SUMMIT, N.J. — Merck Animal Health has temporarily suspended sales of its cattle feed additive Zilmax in the United States and Canada.
The decision was made after Tyson Food announced in a letter to beef suppliers early this month it would buy no cattle fed with Zilmax, pending an investigation into incidents of cattle lameness.
In an Aug. 8 statement, Merck officials said they were “surprised by Tyson’s letter. We are confident that, based on all of the available data on Zilmax, the experience reported by Tyson is not attributable to Zilmax.”
But the animal drug manufacturer temporarily suspended sales anyway.
In a public statement, Merck Animal Health said it believes “in the science that supports Zilmax and are confident in its safety and performance,” but in conjunction with independent experts, the company will conduct a scientific audit, “which will monitor the process of feeding of Zilmax, and will follow identified cattle from the feedyard to the packing plant to determine potential causes of lameness and other mobility issues during feeding, transportation, offloading and staging at the processing facility.”

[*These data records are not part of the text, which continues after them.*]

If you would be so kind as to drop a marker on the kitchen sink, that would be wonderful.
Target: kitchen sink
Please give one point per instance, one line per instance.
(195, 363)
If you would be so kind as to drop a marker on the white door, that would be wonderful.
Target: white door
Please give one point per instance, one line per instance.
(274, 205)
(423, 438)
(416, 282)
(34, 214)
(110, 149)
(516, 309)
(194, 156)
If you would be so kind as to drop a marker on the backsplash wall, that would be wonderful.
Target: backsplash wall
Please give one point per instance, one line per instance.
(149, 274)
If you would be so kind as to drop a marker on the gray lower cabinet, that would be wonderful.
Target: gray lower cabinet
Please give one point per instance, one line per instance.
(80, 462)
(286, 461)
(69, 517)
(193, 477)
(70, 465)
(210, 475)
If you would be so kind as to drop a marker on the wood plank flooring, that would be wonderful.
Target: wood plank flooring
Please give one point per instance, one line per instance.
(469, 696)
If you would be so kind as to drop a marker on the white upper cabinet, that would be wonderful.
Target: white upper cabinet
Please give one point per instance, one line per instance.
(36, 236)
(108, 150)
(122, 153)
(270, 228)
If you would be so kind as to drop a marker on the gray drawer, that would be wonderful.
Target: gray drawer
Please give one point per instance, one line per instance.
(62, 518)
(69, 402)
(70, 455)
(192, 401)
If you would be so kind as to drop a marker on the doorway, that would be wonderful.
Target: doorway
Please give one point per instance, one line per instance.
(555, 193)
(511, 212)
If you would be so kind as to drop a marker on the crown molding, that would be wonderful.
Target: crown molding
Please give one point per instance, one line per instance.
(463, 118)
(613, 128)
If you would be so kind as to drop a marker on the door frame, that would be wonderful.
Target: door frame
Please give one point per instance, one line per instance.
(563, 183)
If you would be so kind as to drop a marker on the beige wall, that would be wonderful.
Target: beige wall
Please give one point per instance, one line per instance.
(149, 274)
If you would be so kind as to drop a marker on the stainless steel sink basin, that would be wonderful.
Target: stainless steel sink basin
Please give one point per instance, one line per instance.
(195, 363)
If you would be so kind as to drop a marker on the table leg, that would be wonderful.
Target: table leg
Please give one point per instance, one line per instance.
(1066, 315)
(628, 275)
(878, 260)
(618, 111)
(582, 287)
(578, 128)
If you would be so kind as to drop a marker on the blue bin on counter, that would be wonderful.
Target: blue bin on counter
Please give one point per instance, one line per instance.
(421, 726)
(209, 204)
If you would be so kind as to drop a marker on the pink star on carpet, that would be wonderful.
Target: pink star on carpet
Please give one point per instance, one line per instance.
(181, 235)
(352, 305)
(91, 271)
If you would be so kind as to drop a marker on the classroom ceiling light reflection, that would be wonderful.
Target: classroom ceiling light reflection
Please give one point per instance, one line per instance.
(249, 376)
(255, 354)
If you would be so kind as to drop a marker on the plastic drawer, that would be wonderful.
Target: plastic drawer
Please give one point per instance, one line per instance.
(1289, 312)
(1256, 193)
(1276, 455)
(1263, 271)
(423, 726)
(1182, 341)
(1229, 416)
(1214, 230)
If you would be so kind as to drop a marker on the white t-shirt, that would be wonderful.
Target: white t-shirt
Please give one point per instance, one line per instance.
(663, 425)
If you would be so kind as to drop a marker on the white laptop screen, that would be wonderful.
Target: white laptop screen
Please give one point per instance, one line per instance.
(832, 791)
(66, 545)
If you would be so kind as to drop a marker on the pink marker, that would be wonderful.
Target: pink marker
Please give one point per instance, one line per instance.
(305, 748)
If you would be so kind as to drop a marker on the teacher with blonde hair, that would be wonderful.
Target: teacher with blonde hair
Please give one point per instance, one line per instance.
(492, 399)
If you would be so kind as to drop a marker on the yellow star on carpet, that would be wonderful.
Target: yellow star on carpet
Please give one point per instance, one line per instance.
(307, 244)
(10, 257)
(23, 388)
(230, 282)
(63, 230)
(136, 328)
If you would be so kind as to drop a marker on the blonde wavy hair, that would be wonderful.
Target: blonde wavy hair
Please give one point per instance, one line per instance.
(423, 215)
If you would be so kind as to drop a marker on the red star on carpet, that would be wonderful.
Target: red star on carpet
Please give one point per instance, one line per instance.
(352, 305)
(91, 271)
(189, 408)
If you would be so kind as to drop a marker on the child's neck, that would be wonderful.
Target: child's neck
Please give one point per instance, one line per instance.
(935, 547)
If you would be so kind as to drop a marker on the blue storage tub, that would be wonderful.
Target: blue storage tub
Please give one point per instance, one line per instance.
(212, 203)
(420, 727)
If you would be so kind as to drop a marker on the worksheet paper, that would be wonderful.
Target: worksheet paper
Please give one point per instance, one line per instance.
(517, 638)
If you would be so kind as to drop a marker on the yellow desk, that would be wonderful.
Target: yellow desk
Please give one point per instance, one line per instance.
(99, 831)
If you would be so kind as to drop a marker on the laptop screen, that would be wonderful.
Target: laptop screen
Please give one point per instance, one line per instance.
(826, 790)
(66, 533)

“We also will do a thorough review of potential compounding factors — such as nutrition, transportation and receiving facilities.”
Merck said the suspension will give it time to create valid study protocols, identify feeders and packers to participate in the audit, and create of a third-party team to oversee and validate its results.
“We remain confident in the safety of the product, based on our own extensive research and that of regulators and academic institutions, and are committed to the well-being of the animals that receive it,” said KJ Varma, BVSc, Ph.D., Diplomate ACVCP, senior vice president global R&D, Merck Animal Health.
Zilmax is a medicated feed additive for finishing cattle, in a class called beta-agonists, with the active ingredient zilpaterol hydrochloride. It is not a steroid, and is approved by the FDA for use in cattle only, and only in steers and market cattle, not breeding cattle.
According to a fact sheet created by Jason Cleere, beef cattle specialist at Texas A&M University, that active ingredient has been shown to increase rate of weight gain, improve feed efficiency, increase rib eye area and increase red meat yield in feedlot cattle.
Zilmax sales in the United States and Canada were $159 million in 2012.
According to one source, an estimated 80 percent of beef cattle are fed Zilmax and competing additives like Optaflexx.